In the stillness of the night, the telephone seemed to sound ten times louder than ever before. Confused and startled, John bolted upright in bed, not yet understanding what had happened. The telephone rang a second time. John's mind focused and sleep began to wane.

John picked up the receiver, "Hello ?"

The voice on the phone said, " John, It's Herbie at the front desk. Sorry to wake you."

John rolled over and sat on the edge of the bed, "Herbie, you lie."

"Whaddya mean?"

"You are NOT sorry to wake me. . . "

Herbie Chuckled, "Eh, eh. . . Well, So far; I have eight rooms complaining that it is too cold inside. I am working with a little space heater to keep my feet warm and the lobby is down to 57 degrees."

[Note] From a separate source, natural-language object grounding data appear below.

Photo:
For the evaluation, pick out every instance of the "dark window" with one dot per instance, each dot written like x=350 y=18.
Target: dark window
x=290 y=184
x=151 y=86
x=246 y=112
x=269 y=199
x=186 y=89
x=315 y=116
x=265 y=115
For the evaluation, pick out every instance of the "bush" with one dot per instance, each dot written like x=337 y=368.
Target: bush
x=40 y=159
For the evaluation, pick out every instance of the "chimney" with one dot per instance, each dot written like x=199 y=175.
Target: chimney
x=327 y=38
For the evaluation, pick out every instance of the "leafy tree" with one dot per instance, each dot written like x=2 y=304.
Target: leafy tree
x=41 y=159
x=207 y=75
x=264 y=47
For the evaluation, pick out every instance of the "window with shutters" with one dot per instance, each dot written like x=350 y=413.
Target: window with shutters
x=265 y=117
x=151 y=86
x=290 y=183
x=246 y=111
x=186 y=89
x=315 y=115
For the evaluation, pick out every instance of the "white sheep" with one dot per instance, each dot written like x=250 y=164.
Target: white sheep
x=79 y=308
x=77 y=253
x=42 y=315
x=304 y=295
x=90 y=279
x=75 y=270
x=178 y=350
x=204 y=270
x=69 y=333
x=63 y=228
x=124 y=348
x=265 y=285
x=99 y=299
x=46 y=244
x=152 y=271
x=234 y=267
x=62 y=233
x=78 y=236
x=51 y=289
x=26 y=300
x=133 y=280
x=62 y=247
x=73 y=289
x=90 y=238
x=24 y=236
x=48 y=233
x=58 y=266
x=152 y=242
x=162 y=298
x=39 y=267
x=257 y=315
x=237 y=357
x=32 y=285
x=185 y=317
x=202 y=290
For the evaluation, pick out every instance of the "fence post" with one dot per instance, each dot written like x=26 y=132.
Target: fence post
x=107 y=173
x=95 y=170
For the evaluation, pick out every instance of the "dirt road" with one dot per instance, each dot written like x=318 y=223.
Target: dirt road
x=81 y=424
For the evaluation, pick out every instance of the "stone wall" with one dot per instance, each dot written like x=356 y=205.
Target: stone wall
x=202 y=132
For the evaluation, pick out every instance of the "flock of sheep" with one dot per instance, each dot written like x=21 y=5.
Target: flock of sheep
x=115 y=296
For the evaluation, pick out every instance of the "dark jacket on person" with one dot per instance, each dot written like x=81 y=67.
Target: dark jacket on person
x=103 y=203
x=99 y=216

John yawned. "Well, those are all water-source heat pumps. There is no way eight rooms AND Admin AND the lobby would all take a dump at the same time. Most likely it's a central plant problem like the pumps or the boiler . . .'

Herbie couldn't care less about the technical aspects of heating a building. "Well, whatever. . . All I know is it's cold here."

"On the way".

"Thanks, John"

John parked his truck at the loading dock and proceeded straight to the boiler-room. He made a quick check of the room: First, all the pumps are running. "That's good", John reassured himself.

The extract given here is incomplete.